Simulating failures in the POSIX API
====================================
When developing robust software, developers often consider the cases when the
classic POSIX functions return failure.
Testing that fault-handling code is a problem because under normal conditions
it's hard to make the POSIX functions fail, and generating abnormal conditions
is usually difficult.
For example, getting *malloc()* to fail can represent using up all your
memory, and at that point your test case might not even work. Or getting I/O
operations to fail might involve filling up the disk which is very
undesirable, or generating a very special environment which is difficult to
reproduce.
libfiu comes with some tools that can be used to perform fault injection in
the POSIX API (which includes the C standard library functions) *without*
having to modify the application's source code, that can help to simulate
scenarios like the ones described above in an easy and reproducible way.
fiu-run
-------
The first of those tools is an application called *fiu-run*.

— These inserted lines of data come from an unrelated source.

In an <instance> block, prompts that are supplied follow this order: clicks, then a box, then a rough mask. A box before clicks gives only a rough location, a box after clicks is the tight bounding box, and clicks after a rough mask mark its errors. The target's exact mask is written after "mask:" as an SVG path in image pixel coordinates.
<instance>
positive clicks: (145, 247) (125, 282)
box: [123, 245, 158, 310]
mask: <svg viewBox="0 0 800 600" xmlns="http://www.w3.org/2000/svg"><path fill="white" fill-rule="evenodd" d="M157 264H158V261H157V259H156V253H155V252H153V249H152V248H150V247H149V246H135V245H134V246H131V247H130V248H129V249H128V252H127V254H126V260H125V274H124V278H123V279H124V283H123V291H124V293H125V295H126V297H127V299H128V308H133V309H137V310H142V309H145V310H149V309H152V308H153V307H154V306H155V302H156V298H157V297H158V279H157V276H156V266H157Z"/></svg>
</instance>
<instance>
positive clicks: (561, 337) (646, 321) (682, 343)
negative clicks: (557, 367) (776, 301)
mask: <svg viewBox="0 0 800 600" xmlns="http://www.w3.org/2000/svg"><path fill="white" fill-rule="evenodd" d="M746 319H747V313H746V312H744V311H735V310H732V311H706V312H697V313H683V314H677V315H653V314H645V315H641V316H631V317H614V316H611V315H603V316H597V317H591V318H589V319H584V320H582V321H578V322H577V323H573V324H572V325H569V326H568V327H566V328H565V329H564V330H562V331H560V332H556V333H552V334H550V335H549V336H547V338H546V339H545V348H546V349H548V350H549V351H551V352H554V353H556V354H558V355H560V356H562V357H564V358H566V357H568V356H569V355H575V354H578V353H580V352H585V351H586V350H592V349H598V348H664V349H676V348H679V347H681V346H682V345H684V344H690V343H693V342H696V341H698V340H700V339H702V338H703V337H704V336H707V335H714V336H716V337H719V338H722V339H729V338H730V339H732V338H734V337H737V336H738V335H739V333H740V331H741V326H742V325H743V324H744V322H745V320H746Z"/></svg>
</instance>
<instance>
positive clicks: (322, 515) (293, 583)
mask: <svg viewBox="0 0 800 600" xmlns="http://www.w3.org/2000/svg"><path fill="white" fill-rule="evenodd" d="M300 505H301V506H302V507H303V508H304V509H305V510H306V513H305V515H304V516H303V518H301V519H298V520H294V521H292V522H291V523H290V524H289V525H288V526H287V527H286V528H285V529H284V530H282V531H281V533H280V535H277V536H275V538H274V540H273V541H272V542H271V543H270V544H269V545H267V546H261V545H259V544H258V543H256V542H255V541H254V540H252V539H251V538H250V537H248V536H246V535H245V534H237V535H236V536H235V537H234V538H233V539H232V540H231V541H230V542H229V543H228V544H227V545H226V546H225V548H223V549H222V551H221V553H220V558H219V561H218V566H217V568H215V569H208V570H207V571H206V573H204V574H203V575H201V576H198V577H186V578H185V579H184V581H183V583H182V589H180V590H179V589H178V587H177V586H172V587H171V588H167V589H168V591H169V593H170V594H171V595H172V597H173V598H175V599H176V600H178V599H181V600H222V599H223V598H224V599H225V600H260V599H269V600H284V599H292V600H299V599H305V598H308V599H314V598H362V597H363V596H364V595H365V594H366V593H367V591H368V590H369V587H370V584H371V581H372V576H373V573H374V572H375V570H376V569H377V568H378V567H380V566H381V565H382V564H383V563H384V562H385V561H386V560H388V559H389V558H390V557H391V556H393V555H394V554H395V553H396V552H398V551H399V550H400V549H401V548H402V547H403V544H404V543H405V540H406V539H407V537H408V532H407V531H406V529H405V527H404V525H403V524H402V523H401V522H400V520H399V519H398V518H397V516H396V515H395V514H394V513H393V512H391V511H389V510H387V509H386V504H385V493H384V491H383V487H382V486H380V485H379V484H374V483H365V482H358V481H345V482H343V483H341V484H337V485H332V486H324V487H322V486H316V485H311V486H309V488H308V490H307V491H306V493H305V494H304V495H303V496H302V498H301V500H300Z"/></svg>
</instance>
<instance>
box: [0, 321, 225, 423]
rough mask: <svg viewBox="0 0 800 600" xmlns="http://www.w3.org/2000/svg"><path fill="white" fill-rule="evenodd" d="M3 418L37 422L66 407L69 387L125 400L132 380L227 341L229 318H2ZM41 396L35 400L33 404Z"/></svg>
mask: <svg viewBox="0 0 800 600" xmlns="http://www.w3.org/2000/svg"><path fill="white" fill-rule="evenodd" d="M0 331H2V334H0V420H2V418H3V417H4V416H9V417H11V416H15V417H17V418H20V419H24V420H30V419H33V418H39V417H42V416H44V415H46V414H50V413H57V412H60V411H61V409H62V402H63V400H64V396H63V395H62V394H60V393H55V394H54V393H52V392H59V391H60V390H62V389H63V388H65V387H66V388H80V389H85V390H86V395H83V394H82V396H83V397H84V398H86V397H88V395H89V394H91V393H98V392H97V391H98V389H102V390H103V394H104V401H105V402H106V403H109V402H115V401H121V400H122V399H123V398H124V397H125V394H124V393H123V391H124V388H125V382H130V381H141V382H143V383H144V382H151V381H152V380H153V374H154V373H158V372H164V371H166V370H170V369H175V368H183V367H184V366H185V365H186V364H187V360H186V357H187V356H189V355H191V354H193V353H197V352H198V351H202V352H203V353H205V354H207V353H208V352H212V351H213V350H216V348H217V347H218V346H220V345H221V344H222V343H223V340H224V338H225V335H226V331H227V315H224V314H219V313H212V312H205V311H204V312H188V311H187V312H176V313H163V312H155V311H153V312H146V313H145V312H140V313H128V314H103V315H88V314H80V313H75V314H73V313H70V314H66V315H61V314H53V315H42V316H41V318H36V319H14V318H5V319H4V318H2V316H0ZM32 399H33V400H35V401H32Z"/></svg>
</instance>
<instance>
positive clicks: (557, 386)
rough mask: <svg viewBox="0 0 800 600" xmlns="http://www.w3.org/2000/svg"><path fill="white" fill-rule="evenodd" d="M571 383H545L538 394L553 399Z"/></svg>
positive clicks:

Suppose you want to run the classic program "fortune" (which some would
definitely consider mission critical) and see how it behaves on the presence
of *read()* errors. With *fiu-run*, you can do it like this::
$ fiu-run -x -c "enable_random name=posix/io/rw/read,probability=0.05" fortune
That enables the failure point with the name *posix/io/rw/read* with 5%
probability to fail *on each call*, and then runs fortune. The *-x*
parameter tells *fiu-run* to enable fault injection in the POSIX API.

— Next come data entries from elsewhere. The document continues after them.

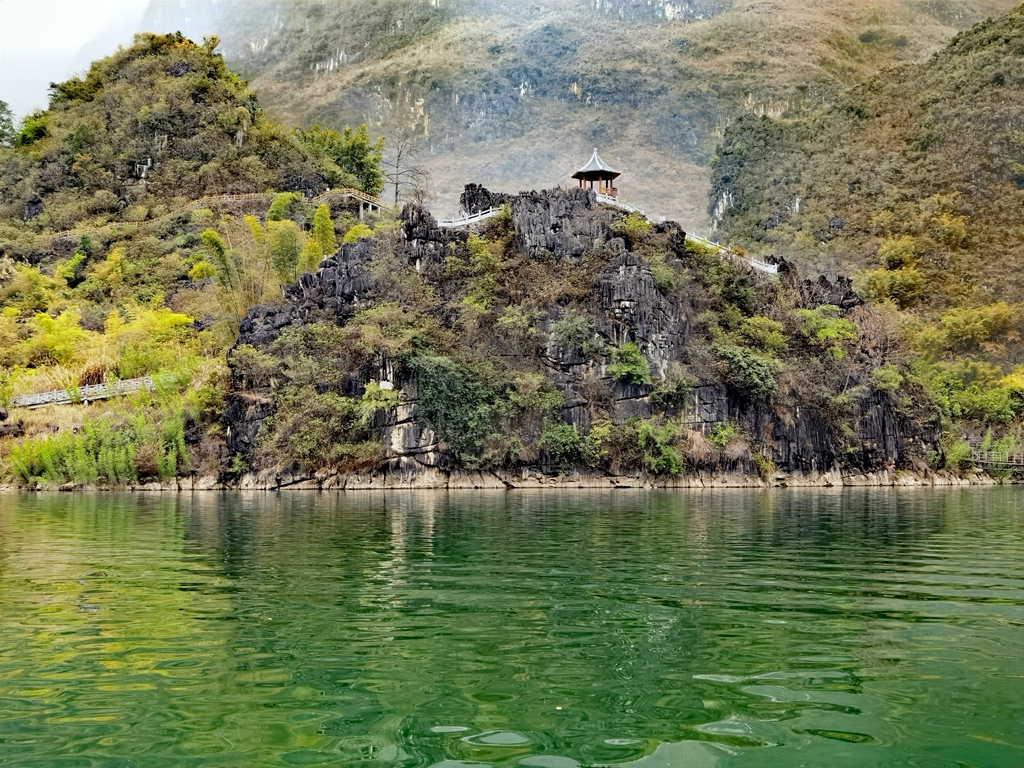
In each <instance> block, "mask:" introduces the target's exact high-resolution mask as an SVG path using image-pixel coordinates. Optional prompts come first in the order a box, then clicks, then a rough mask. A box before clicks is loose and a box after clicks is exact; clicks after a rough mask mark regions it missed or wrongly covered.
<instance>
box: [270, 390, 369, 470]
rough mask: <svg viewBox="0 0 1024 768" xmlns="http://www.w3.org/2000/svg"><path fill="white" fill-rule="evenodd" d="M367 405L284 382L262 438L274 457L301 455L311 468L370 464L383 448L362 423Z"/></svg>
mask: <svg viewBox="0 0 1024 768" xmlns="http://www.w3.org/2000/svg"><path fill="white" fill-rule="evenodd" d="M360 406H361V407H360ZM371 408H373V407H372V406H370V404H369V403H367V404H362V403H360V402H359V401H358V400H355V399H353V398H351V397H343V396H342V395H340V394H338V393H336V392H317V391H316V389H315V388H314V387H312V386H304V387H289V388H287V389H286V390H284V391H283V392H282V393H280V394H279V397H278V410H276V412H275V413H274V415H273V417H272V418H271V419H268V420H267V422H265V423H264V426H263V431H264V433H265V435H264V436H263V437H262V439H261V442H262V444H263V447H264V450H266V449H271V450H272V454H273V457H274V458H275V459H276V460H278V461H282V460H284V461H286V462H288V461H300V462H302V463H303V464H304V465H305V466H306V467H308V468H310V469H328V468H332V469H339V470H343V471H344V470H353V469H362V468H370V467H373V466H374V465H375V464H376V463H377V462H379V461H380V460H381V458H382V457H383V450H384V446H383V444H382V443H381V441H380V440H379V439H376V438H375V437H374V436H373V435H372V434H371V430H369V429H368V426H367V425H368V422H369V419H367V416H366V415H367V413H368V411H369V410H370V409H371ZM371 418H372V417H371Z"/></svg>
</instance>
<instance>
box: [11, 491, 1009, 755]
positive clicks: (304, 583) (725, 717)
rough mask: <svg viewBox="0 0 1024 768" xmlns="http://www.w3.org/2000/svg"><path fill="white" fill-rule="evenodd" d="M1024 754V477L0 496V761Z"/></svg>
mask: <svg viewBox="0 0 1024 768" xmlns="http://www.w3.org/2000/svg"><path fill="white" fill-rule="evenodd" d="M353 764H358V765H365V766H381V767H383V766H396V767H401V768H406V767H409V768H412V767H413V766H424V767H426V766H433V765H441V766H444V767H445V768H457V766H467V765H480V764H488V765H501V766H512V765H522V766H525V768H575V766H578V765H586V766H590V765H608V764H617V765H624V764H625V765H631V766H632V765H636V766H638V767H640V768H657V767H659V766H666V767H671V768H706V767H708V766H759V767H764V766H768V767H770V766H840V767H843V766H852V767H856V768H868V767H870V766H886V767H887V768H893V767H895V766H928V767H929V768H935V767H940V766H994V767H996V768H1009V767H1011V766H1021V765H1022V764H1024V490H1022V489H1021V488H1012V487H1010V488H992V489H980V490H978V489H975V490H948V492H926V490H909V492H897V490H779V492H764V493H748V492H715V493H714V494H711V493H706V494H699V493H634V492H618V493H614V494H580V495H574V494H566V493H561V494H558V495H554V494H551V495H545V494H530V493H514V494H476V493H460V494H433V493H429V494H413V493H410V494H388V495H386V496H383V495H382V496H371V495H350V496H347V497H341V496H323V495H313V494H308V495H306V494H299V493H296V494H292V495H284V496H275V495H259V496H243V495H214V494H206V495H196V496H184V495H182V496H146V495H134V496H128V495H125V496H115V495H106V496H102V495H93V496H80V495H76V496H71V495H59V496H56V495H54V496H23V497H15V496H6V497H0V765H2V766H4V768H9V767H11V766H129V765H131V766H147V767H148V766H156V767H158V768H159V767H162V766H243V765H245V766H256V765H274V766H276V765H281V766H288V765H353Z"/></svg>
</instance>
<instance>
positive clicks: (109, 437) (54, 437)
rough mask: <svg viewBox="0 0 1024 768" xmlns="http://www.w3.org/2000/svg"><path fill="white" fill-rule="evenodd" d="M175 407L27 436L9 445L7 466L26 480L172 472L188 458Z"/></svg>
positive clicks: (143, 412) (175, 472)
mask: <svg viewBox="0 0 1024 768" xmlns="http://www.w3.org/2000/svg"><path fill="white" fill-rule="evenodd" d="M184 423H185V420H184V415H183V413H182V412H181V410H180V409H176V408H170V409H164V410H158V409H143V410H139V411H136V412H134V413H132V414H131V415H129V416H128V417H127V418H122V419H116V418H113V417H101V418H99V419H88V420H86V421H85V423H84V424H83V425H82V428H81V429H80V430H79V431H78V432H77V433H74V432H67V431H66V432H60V433H59V434H57V435H54V436H52V437H47V438H42V439H28V440H25V441H24V442H22V443H20V444H19V445H13V446H12V447H11V450H10V456H9V461H10V469H11V472H12V474H13V476H14V477H15V478H16V479H18V480H20V481H22V482H25V483H32V482H37V481H42V482H48V483H63V482H75V483H80V484H85V483H94V482H101V483H108V484H118V483H126V482H132V481H135V480H137V479H139V478H145V477H159V478H160V479H167V478H170V477H174V476H175V475H176V474H177V473H178V471H179V469H180V468H182V467H183V465H185V464H186V463H187V462H188V461H189V454H188V451H187V449H186V446H185V439H184Z"/></svg>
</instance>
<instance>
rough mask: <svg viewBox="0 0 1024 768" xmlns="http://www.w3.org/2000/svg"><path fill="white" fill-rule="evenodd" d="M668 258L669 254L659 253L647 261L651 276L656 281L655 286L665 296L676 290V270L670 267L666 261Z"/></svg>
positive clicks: (658, 290) (659, 251) (664, 252)
mask: <svg viewBox="0 0 1024 768" xmlns="http://www.w3.org/2000/svg"><path fill="white" fill-rule="evenodd" d="M667 258H668V254H667V253H665V252H664V251H659V252H657V253H655V254H652V255H651V256H650V257H648V259H647V266H648V267H649V268H650V276H651V278H652V279H653V280H654V286H655V287H656V288H657V290H658V291H660V292H662V293H664V294H669V293H672V292H673V291H675V290H676V270H675V269H673V268H672V267H671V266H670V265H669V263H668V262H667V261H666V259H667Z"/></svg>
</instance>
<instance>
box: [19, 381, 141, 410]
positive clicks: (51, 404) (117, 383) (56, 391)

Run it several times and you can see that sometimes it works, but sometimes it
doesn't, reporting an error reading, which means a *read()* failed as
expected.
When fortune is run, every *read()* has a 5% chance to fail, selecting an
*errno* at random from the list of the ones that read() is allowed to return.
If you want to select a specific *errno*, you can do it by passing its
numerical value using the *-i* parameter.
The name of the failure points are fixed, and there is at least one for each
function that libfiu supports injecting failures to. Not all POSIX functions
are included, but most of the important pieces are, and it can be easily
extended. See below for details.
To see the list of supported functions and names, see the (automatically
generated) *preload/posix/function_list* file that comes in the libfiu
tarball.
fiu-ctrl
--------
Sometimes it is more interesting to simulate failures at a given point in time
instead of from the beginning, as *fiu-run* does.
To that end, you can combine *fiu-run* with the second tool, called
*fiu-ctrl*.
Let's suppose we want to see what the "top" program does when it can't open
files. First, we run it with *fiu-run*::
$ fiu-run -x top
Everything should look normal. Then, in another terminal, we make *open()*
fail unconditionally::
$ fiu-ctrl -c "enable name=posix/io/oc/open" `pidof top`
After that moment, the top display will probably be empty, because it can't
read process information. Now let's disable that failure point, so *open()*
works again::
$ fiu-ctrl -c "disable name=posix/io/oc/open" `pidof top`
And everything should have gone back to normal.
How does it work
----------------
libfiu comes with two preload libraries: *fiu_run_preload* and
*fiu_posix_preload*.
The first one is loaded using *LD_PRELOAD* (see *ld.so(8)* for more
information) by *fiu-run*, and can enable failure points and start libfiu's
remote control capabilities before the program begins to run.
The second one is also loaded using *LD_PRELOAD* by *fiu-run* when the
*-x* parameter is given, and provides libfiu-enabled wrappers for the POSIX
functions, allowing the user to inject failures in them.
*fiu-ctrl* communicates with the applications launched by
*fiu-run* via the libfiu remote control capabilities.